One of the common integration examples would be the data that is not encoded consistently in all the places, as shown below by the encoding of gender in one place it would be m/f in another it would be 1/0 so this ch
anging of values to a standard universally accepted value corresponds to data integration.

The Integration of the existing legacy systems is not the only difficulty in the transformation of data to the data warehouse. Another major problem would be the efficiency of accessing existing system data.

There are three types of loads which are made into the data warehouse from the operational environment:

Archival data
Data currently from the operational environment
On-going changes to the data warehouse environment after the last refresh.

Loading archival data into the data warehouse is the first load which is done as it represents very minimal challenges. The second advantage of this being done is that it is just a one time event.

Loading the current non-archival data from the operational environment to the data warehouse is also not of a big challenge because even this is done once and the event is minimally disruptive.

Loading the on-going changes of data from the operational environment to the data warehouse is one of the biggest challenges of the data architect. This on-going changes happens daily and tracking and manipulating them is also not very easy.

There are some common techniques which are followed for the data extraction so that the amount of operational data is also limited. The first technique would be to scan the data that has been time-stamped in the operational environment. The second technique to limit the data to be scanned is to scan the “delta” files. These delta files contain only the changes which were made in the application after the last run. The third technique is to scan a log file or an audit file created as a by product of the transaction processing. The last and final technique for managing the amount of data scanned is done by modifying the code. This is not a very popular option as most of the source code is very old and fragile.
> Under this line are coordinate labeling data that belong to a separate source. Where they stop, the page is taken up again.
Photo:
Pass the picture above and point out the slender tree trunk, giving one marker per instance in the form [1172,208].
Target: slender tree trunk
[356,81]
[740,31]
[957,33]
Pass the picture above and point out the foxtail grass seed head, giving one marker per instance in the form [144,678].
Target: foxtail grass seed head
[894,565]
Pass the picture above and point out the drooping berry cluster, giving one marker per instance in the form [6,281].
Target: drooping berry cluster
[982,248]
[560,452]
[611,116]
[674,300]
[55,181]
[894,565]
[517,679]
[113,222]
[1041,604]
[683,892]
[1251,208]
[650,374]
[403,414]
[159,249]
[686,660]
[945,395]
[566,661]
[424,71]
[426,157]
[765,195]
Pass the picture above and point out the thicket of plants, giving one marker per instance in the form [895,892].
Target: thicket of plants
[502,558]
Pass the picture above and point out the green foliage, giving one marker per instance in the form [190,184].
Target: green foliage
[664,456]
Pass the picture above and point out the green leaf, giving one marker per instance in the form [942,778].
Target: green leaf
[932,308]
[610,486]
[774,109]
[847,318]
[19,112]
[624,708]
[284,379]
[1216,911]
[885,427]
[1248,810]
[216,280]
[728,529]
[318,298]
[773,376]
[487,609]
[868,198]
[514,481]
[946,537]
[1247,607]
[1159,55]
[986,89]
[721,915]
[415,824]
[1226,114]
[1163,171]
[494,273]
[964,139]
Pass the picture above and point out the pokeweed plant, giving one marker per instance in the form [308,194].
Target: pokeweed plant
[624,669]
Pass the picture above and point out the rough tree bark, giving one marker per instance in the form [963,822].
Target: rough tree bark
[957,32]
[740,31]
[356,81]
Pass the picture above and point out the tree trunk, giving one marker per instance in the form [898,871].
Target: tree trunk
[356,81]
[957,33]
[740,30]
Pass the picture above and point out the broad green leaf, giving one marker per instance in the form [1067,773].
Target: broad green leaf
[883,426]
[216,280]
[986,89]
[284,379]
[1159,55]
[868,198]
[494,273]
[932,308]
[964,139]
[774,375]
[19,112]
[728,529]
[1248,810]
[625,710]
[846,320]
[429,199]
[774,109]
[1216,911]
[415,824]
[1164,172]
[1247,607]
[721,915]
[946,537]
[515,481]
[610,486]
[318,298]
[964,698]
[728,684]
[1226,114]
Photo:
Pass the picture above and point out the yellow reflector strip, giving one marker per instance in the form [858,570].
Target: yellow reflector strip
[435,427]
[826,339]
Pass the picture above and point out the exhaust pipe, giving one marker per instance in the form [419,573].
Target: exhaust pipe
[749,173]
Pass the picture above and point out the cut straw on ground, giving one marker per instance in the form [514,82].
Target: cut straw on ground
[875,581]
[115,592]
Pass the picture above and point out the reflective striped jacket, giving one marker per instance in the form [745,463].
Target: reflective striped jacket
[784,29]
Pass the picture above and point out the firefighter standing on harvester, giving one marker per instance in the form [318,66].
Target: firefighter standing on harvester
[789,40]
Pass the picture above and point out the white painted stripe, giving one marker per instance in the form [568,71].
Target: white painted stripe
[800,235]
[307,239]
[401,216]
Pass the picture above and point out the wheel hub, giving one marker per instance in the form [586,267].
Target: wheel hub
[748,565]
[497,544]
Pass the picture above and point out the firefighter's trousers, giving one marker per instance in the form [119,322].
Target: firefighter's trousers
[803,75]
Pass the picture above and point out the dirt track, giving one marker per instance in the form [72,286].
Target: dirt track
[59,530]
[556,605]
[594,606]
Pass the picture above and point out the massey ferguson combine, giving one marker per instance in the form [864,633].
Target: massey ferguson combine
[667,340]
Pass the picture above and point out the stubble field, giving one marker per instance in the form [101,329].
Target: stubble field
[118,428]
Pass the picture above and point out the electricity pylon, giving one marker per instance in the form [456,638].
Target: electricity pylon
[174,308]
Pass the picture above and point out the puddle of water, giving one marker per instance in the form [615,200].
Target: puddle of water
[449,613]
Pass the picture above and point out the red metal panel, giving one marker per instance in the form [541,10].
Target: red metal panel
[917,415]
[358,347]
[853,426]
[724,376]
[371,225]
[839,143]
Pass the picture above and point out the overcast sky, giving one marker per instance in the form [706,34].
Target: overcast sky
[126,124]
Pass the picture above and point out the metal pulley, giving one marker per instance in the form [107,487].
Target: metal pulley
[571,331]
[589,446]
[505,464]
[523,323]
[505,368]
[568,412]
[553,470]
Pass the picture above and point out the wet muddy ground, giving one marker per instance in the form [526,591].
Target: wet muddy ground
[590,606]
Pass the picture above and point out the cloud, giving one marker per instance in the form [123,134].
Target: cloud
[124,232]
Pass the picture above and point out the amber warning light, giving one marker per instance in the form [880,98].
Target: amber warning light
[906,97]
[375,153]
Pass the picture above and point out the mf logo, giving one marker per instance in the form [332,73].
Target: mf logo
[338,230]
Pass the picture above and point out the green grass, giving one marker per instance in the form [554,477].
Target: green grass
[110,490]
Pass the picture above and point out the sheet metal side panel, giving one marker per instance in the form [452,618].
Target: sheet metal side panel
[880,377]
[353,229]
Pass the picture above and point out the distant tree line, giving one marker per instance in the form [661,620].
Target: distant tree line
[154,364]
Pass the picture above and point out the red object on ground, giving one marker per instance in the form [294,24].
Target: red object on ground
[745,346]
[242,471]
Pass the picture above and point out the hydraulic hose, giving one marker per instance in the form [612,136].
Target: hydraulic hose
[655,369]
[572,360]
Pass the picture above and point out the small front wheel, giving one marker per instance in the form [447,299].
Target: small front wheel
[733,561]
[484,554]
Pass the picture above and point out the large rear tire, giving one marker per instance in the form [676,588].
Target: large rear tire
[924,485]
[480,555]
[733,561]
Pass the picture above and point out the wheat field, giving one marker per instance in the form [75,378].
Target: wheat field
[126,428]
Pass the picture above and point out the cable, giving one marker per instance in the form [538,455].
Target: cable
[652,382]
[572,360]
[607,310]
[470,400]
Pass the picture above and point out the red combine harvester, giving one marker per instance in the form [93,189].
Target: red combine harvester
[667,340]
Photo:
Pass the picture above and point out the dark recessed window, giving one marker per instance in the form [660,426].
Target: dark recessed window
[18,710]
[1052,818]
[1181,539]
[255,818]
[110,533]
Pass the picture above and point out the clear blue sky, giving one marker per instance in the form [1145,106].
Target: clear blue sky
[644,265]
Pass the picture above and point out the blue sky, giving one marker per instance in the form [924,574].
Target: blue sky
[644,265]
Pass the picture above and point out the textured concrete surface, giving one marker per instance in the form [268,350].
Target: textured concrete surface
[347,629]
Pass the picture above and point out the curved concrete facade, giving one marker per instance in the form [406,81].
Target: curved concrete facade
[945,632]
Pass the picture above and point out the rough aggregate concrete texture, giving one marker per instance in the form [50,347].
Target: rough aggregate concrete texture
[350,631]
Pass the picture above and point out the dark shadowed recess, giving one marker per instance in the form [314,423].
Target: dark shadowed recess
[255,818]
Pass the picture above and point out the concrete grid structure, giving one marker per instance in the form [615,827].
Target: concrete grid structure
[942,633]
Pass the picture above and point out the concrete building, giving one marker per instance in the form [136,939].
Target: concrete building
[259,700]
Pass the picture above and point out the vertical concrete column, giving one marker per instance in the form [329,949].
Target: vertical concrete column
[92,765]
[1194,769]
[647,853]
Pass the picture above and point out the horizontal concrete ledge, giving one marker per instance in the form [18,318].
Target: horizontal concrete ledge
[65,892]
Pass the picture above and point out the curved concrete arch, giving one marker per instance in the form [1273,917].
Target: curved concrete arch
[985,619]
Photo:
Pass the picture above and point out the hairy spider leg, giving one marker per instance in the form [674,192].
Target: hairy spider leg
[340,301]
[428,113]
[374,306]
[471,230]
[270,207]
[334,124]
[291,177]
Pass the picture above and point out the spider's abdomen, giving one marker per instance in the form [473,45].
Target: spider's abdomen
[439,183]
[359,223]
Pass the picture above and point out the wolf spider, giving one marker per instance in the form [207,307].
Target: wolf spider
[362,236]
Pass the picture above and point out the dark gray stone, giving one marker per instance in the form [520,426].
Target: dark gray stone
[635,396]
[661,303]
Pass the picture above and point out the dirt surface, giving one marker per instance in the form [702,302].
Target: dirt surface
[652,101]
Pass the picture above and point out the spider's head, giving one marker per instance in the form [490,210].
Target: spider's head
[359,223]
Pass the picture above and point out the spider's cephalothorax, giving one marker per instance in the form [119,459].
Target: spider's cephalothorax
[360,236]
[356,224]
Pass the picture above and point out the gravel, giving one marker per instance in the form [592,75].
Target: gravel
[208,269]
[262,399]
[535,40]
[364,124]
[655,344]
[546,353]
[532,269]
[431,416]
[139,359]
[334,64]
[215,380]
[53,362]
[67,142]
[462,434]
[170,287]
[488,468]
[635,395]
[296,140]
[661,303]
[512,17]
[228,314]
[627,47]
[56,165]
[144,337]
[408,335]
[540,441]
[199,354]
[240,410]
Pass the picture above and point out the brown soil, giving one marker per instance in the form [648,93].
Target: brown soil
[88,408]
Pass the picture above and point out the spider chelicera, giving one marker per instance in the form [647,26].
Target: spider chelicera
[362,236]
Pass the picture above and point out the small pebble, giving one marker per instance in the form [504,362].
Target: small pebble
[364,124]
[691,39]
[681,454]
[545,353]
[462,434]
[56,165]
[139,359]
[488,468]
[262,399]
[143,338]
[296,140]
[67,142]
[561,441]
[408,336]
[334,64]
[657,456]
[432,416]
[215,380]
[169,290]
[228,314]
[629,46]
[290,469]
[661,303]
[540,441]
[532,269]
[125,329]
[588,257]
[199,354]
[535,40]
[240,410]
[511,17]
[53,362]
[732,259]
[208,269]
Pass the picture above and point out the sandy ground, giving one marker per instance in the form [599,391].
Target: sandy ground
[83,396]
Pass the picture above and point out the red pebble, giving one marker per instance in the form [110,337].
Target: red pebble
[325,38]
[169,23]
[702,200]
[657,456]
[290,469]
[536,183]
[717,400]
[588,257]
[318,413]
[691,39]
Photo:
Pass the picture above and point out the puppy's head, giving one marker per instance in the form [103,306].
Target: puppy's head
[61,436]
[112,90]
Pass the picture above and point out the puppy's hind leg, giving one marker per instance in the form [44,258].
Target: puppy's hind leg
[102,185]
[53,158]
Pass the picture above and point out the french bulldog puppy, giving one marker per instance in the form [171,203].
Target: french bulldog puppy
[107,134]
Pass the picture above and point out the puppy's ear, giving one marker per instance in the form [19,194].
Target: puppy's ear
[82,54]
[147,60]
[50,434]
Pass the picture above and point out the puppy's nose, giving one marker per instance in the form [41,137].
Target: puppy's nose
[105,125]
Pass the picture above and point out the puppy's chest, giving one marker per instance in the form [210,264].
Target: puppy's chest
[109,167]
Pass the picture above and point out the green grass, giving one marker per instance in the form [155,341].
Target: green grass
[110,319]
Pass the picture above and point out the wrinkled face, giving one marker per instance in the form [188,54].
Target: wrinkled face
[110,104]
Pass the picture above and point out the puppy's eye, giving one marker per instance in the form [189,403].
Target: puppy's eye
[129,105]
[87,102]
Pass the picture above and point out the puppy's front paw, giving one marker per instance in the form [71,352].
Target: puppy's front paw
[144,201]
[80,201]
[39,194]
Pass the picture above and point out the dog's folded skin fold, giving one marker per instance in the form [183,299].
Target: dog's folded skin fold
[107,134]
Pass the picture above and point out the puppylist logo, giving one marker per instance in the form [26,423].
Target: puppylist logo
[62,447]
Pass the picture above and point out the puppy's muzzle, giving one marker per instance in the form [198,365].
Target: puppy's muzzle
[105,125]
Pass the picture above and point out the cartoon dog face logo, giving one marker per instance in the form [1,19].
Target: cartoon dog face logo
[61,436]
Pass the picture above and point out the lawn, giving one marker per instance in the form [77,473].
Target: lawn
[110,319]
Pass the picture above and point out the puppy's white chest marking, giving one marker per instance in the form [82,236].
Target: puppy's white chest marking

3.2 The Data Warehouse and Data Models

Before attempting to apply the conventional database design techniques the designer must make an attempt to understand the applicability and the limitation of those techniques. The process model applies only to the operational environment as it is a requirement driven but the data model concept is applicable for both the operational and the data warehouse environment we cannot use the process model in data warehousing as many development tools and requirement are not applicable for the data warehouse.

3.3 Corporate Data Model

The corporate data model focuses only on and represents only primitive data. To construct a separate existing data model the corporate data model is the first step. There are a fair number of changes which are made to the corporate data model when the data moves to the data warehouse environment. First the data which is only used in the operational environment is completely removed. Then we enhance the key structure of the data by adding the time factor into consideration. Then we take the derived data and add it into the corporate model we also see if the derived data is continuously changing or historically changing what ever is the scenario we do the changes in the data. Finally, data relationships in the operational environment are turned into artifacts in the data warehouse.